Return to Quag Keep
- Cover of the first edition
- Author: Andre Norton, Jean Rabe
- Cover artist: Justin Sweet
- Language: English
- Genre: Fantasy novel
- Published: 2006
- Publisher: Tor Books
- Publication place: United States
- Media type: Print
- ISBN: 9780765312983
- Preceded by: Quag Keep

= Return to Quag Keep =

2006 novel by Andre Norton and Jean Rabe

Return to Quag Keep, a 2006 fantasy novel by Andre Norton and Jean Rabe, is a sequel to the fantasy novel Quag Keep written by Norton in 1978. Although Norton and Rabe began their collaboration in the early 2000s, Norton's death in 2005 meant that Rabe had to complete the novel on her own. Many critics were not impressed with the finished work.

==Plot summary==
In Norton's previous book Quag Keep, seven Dungeons & Dragons (D&D) players had been mysteriously transported to the world of Greyhawk. In this sequel, the adventurers trapped in Greyhawk regain their memories and learn that they are gamers from Earth. They seek to return home.

==Publication history==
Gary Gygax co-invented the game of D&D, and formed the company TSR in 1974 to publish the new game. Two years later, Gygax invited the popular sf/fantasy author Andre Norton to play a session of D&D set within his own home campaign world of Greyhawk. Norton subsequently wrote a novel titled Quag Keep, which was the first published novel based on a tabletop role-playing game. The book was published in 1978.

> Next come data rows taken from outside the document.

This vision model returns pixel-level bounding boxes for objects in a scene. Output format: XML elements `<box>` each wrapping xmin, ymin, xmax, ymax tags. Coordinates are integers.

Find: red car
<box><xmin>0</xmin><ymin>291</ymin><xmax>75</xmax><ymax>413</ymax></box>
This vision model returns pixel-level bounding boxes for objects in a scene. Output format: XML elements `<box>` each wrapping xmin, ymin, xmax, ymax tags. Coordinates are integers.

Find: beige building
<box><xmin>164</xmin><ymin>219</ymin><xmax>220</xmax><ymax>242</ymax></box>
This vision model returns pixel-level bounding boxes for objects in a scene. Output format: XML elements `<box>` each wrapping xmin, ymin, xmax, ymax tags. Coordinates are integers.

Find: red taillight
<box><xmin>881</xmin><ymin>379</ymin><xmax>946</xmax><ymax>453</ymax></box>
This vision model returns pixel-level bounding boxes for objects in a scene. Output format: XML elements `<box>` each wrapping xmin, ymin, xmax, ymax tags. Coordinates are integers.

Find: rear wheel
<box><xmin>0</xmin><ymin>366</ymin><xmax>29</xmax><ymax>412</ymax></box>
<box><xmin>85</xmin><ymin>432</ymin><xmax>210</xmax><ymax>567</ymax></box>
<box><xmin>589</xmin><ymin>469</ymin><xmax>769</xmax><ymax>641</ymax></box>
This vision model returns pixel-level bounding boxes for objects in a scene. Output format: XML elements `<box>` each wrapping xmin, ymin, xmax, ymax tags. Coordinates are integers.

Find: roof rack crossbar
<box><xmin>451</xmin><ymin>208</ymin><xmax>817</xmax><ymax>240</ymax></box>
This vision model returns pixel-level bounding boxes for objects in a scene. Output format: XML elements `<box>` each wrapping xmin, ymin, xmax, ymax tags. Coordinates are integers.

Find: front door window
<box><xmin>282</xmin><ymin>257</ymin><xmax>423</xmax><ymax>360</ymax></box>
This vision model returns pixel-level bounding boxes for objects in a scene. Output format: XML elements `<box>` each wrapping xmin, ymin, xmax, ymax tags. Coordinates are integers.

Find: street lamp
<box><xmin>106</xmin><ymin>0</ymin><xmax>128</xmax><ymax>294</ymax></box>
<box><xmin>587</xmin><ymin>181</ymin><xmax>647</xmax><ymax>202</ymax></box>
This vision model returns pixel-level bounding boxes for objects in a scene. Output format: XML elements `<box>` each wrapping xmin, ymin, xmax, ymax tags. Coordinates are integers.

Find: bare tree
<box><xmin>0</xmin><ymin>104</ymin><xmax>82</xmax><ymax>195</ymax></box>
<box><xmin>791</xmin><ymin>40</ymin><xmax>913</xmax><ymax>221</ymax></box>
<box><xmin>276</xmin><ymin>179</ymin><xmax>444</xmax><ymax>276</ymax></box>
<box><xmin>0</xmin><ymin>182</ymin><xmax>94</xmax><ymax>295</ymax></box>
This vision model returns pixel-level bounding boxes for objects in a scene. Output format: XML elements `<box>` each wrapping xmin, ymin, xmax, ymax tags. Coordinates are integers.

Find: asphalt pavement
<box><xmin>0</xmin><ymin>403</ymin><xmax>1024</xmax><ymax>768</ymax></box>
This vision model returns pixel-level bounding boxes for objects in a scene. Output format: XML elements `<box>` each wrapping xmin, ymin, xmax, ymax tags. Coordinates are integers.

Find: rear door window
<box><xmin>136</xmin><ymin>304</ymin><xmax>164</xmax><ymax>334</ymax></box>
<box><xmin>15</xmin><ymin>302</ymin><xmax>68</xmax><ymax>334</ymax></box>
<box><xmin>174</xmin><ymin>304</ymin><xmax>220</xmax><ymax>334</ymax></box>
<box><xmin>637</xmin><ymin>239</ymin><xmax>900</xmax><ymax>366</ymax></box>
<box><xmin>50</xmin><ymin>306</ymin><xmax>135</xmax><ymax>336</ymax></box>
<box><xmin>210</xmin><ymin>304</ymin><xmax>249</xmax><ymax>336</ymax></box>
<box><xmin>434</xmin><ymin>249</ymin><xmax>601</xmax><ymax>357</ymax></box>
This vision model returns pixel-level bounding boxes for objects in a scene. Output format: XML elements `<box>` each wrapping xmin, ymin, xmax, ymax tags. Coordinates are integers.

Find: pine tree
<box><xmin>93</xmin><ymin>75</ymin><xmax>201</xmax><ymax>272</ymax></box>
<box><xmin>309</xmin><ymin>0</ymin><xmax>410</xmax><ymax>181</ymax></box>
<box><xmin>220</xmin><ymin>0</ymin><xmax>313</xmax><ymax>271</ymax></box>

In the early 2000s, Norton and Jean Rabe began to collaborate on a sequel to Quag Keep, but Norton died before the book was completed. Rabe subsequently finished Return to Quag Keep, which was published by Tor Books in 2006.

==Reception==
Critics were unimpressed by this novel. Publishers Weekly didn't think Rabe's writing compared to her predecessor's, saying, "For the most part, the story and characters lack the magic and imagination typical of the late SF Grand Master Norton at her best."

Don D'Ammassa also reviewed Rabe's sequel for the Science Fiction Chronicle and called it "another routine quest adventure with the same cast of characters. It's not a bad story, but it doesn't read like something Norton would have written, not does it feel like it's based on a role-playing game."

Kirkus Reviews called it "Derivative, stale rubbish."